Costs are spiking as health systems scramble for hard-to-find equipment and personnel to safely care for COVID-19 patients. The old, top-down approach where departments hit broadly drawn targets with little regard for longer-term strategic value is no longer tenable, because it risks imposing cuts that will cripple staff morale and effectiveness. It also could lead to shutting down critical infrastructure functions, leaving the health system unready to turn the long-term revenue spigot back on. A smarter approach is digging deeper to eliminate services that drag the bottom line and to find broader operating-
model changes that improve cost efficiency.

Common sacred cows include comanagement and other partnership structures that once made sense but are now million-dollar albatrosses for many. The same applies to lagging ambulatory assets. System leaders should be transparent with internal stakeholders and external partners: Routine approaches and unsustainable programs must be reevaluated and the focus shifted to the health system’s viability.

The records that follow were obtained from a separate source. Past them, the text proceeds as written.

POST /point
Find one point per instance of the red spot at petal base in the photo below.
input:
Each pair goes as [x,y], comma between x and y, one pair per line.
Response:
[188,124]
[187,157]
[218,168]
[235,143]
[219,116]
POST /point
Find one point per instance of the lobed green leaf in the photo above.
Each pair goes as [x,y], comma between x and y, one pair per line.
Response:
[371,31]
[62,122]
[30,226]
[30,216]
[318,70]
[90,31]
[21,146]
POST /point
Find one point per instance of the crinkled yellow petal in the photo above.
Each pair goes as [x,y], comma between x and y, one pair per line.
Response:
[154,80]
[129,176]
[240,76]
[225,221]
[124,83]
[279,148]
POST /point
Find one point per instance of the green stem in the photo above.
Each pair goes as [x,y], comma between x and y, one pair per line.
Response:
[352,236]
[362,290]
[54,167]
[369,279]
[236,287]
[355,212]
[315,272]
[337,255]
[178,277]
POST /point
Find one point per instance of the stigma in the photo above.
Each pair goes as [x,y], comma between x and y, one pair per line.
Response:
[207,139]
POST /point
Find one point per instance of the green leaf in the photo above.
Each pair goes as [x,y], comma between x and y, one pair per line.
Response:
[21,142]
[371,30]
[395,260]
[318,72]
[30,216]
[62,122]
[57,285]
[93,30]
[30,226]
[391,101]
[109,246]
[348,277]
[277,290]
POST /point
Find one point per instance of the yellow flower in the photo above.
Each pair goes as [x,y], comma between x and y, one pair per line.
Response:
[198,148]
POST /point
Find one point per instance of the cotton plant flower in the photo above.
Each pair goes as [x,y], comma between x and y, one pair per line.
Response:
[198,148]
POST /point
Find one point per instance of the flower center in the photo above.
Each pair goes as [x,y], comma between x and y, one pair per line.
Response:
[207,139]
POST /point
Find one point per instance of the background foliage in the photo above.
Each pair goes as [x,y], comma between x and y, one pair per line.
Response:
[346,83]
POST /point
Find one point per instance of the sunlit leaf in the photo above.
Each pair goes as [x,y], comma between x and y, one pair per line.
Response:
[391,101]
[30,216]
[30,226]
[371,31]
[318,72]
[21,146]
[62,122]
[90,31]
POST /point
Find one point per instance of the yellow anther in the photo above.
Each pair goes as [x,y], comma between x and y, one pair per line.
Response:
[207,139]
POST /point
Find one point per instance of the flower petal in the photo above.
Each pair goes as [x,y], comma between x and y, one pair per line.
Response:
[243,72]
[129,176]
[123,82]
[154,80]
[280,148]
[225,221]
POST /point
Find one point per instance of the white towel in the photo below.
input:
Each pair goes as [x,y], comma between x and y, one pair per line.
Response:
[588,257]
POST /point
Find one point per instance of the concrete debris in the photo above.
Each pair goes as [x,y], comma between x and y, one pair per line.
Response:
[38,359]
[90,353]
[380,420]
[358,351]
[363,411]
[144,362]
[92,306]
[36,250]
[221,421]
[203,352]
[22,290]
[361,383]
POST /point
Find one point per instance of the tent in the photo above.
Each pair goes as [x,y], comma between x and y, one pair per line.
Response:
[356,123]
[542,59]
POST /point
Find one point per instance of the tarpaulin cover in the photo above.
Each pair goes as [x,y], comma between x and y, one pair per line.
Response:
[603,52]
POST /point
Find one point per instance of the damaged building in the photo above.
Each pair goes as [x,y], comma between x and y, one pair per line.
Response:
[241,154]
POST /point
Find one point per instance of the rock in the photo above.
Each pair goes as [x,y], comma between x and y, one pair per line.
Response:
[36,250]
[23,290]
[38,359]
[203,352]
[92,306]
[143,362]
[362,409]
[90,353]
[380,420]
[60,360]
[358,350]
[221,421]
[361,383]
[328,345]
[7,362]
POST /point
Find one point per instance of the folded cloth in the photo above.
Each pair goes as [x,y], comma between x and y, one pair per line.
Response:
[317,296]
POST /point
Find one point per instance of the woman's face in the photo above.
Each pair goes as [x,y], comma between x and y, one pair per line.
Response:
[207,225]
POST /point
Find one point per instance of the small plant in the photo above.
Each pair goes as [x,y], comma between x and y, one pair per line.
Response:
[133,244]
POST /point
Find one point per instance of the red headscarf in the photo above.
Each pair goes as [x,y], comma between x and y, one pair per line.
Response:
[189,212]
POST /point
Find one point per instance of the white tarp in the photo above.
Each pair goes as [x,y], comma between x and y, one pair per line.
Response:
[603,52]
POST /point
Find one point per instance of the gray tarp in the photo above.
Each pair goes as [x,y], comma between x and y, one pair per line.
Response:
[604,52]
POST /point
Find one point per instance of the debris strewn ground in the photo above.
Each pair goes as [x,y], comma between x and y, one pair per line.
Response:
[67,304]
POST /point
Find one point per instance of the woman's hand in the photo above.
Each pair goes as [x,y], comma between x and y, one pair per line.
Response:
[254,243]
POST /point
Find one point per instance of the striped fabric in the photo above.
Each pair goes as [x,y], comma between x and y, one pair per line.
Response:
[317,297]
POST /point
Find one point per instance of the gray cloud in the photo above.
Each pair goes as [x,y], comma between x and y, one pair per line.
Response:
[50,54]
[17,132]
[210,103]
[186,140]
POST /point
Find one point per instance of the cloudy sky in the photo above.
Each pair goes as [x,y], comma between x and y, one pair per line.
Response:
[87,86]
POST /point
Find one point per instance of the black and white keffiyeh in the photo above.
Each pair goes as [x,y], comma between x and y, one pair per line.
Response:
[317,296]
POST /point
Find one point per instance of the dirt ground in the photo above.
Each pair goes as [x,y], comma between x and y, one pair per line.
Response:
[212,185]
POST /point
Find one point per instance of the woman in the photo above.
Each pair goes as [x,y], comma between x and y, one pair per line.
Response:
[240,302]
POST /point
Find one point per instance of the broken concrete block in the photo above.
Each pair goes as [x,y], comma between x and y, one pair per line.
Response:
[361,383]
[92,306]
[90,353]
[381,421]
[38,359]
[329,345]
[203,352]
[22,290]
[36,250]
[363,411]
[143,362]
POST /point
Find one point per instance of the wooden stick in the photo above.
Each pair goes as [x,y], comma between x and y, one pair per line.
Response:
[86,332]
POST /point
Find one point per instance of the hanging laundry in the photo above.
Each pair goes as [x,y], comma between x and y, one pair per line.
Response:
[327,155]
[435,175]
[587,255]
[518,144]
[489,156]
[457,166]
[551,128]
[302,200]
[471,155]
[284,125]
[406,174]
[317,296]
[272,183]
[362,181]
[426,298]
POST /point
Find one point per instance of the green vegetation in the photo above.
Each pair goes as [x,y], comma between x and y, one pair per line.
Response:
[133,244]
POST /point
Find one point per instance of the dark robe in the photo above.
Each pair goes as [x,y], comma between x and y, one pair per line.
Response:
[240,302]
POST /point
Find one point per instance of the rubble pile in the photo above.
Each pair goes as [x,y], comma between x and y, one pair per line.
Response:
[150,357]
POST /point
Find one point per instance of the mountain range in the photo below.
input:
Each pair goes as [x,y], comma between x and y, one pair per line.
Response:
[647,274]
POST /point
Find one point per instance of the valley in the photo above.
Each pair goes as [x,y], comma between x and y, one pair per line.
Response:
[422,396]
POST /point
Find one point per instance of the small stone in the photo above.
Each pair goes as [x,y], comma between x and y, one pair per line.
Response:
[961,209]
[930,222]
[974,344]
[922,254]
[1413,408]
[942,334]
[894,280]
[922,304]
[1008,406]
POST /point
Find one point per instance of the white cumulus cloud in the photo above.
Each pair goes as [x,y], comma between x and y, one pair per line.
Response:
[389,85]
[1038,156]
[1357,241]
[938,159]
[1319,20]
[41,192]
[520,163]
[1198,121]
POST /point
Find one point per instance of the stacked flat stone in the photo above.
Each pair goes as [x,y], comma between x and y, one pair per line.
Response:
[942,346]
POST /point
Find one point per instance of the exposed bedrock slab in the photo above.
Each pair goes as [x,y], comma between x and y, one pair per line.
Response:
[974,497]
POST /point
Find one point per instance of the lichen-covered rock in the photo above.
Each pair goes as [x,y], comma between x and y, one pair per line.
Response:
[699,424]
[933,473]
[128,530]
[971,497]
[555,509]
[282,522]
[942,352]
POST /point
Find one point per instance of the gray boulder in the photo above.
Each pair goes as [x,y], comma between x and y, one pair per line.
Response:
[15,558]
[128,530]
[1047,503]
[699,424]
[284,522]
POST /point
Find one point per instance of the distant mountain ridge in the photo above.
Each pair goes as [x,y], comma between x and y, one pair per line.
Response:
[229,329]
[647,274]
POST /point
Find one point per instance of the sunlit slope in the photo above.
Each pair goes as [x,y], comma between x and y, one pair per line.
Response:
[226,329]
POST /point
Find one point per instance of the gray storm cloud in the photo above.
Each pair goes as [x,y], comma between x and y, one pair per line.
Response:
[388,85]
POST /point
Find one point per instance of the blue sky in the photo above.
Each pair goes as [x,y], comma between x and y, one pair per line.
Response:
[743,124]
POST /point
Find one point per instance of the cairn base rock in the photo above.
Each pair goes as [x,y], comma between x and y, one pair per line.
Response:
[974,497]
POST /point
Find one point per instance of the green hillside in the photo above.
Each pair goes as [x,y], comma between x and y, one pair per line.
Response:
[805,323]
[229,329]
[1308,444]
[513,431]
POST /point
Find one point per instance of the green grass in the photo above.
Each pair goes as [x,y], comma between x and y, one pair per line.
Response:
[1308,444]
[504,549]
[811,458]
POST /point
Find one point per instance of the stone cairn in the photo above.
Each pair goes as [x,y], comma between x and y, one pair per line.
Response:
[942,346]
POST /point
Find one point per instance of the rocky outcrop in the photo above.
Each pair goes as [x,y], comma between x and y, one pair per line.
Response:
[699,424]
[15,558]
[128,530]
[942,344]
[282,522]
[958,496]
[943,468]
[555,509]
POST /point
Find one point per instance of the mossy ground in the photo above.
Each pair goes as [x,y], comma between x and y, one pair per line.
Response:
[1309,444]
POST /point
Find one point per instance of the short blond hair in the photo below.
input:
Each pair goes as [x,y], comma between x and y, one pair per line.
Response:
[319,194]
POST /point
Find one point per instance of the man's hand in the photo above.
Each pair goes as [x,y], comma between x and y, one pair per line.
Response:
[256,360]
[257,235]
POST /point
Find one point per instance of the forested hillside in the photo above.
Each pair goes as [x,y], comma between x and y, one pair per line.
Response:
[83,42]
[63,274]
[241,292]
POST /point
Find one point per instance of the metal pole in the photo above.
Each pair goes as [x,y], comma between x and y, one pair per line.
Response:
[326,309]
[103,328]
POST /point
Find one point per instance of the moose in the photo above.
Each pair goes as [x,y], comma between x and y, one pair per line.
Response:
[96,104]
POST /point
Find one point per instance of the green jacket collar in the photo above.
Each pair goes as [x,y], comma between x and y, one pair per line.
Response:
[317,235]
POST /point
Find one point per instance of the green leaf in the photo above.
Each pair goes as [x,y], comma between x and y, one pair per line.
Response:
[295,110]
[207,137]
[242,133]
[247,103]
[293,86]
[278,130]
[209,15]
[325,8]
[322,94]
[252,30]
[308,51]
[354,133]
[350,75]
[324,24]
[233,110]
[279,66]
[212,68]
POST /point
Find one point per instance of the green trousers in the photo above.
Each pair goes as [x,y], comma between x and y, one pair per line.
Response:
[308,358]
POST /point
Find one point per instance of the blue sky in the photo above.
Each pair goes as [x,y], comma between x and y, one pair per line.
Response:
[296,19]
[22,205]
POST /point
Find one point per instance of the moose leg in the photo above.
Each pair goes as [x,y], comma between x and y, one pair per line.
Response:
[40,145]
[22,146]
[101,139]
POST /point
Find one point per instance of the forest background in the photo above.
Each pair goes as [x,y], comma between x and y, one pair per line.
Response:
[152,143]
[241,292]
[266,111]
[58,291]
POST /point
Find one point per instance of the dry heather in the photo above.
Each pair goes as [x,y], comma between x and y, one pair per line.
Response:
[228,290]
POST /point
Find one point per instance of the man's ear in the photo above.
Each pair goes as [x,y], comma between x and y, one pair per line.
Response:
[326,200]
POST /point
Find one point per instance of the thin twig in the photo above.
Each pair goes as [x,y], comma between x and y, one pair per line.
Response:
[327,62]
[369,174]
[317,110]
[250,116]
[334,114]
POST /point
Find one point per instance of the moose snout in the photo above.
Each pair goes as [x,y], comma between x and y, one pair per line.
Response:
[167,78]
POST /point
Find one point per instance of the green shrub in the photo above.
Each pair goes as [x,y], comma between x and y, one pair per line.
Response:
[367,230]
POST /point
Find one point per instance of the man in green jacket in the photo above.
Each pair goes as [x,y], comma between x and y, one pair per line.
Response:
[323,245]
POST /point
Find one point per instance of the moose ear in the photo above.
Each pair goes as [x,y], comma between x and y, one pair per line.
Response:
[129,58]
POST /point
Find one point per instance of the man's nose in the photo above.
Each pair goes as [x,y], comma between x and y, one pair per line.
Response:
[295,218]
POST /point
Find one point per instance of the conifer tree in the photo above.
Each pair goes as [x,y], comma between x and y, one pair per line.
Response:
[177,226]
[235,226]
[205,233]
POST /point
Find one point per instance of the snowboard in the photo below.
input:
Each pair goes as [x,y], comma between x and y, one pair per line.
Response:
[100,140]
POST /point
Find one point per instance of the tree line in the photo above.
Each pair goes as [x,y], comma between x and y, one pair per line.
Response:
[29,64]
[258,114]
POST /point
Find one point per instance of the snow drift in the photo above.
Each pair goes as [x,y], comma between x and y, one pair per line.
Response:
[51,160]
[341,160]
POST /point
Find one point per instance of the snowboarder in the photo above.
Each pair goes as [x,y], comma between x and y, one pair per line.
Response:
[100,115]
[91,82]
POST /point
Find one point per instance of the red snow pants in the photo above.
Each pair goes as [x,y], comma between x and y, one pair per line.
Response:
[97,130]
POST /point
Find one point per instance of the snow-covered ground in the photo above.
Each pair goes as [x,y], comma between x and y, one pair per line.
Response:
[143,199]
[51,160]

COVID-19 has created a long-term opportunity to improve cost structure. Health systems must spend more on some aspects, including digital health infrastructure, stockpiles of critical equipment and even capabilities to manufacture or refurbish critical equipment. Several U.S. health systems and medical centers have partnered with engineering schools and manufacturers to make 3D-print masks.

Health systems also must reduce spending. Ironically, despite current desperate demand for bed capacity, one crisis lesson for consumers and providers is that significant amounts of care can occur in lower-acuity settings and even at home. This reality may reveal opportunities to shed expensive real estate or downgrade facilities, while ensuring facilities can rapidly expand capacity when needed.

Capital investment: As you rebuild, reshape

Much capital investment is on hold as resources are necessarily directed elsewhere, but when it resumes, CFOs can use their collective organizational wisdom to invest in the post-COVID-19 future.

Over the next several months, small independent physician groups may face significant pressure. Even with relief like the CARES Act, with nonexistent revenue, as such groups continue to burn through cash rapidly, they will look to be hired, acquired or otherwise supported by health systems. CFOs should gauge what support is needed for a functional healthcare landscape post-crisis, and seek input from their clinicians and business development staff in assessing the value of those small physician groups. This is no time to abandon critical physician partners to ruin or to over-invest in practices.

As large capital projects come back, system leaders should ensure the new infrastructure maximizes future revenue and flexibility. They could build infrastructure supporting wide-scale data sharing, collection and analysis, and tools for remote patients and other capabilities that deemphasize brick and mortar while opening access and reducing leakage. Public and political sources may exert well-meaning pressure to build more capacity in preparation for future pandemics — a largely unsustainable approach.

Across these dimensions, CFOs should keep an eye on other healthcare system stakeholders. Private equity firms, health plans, technology companies and others will be learning from their own disruptions and planning their own moves post-COVID-19. CFOs should develop plans for how to respond to various scenarios, including new competition, partnership opportunities and acquisition attempts.

Conclusion

This pandemic crisis ultimately will end. But without a new operating model, supported by an organization filled with empowered staff, it will merely roll into a new operational crisis as health systems remain crippled post-COVID-19. Now, not in months or even weeks, is the time to begin long-term changes to avert that crisis. 

Footnote

a Boyes, A., “What Anxiety Does to Us at Work,” Harvard Business Review, May, 2019.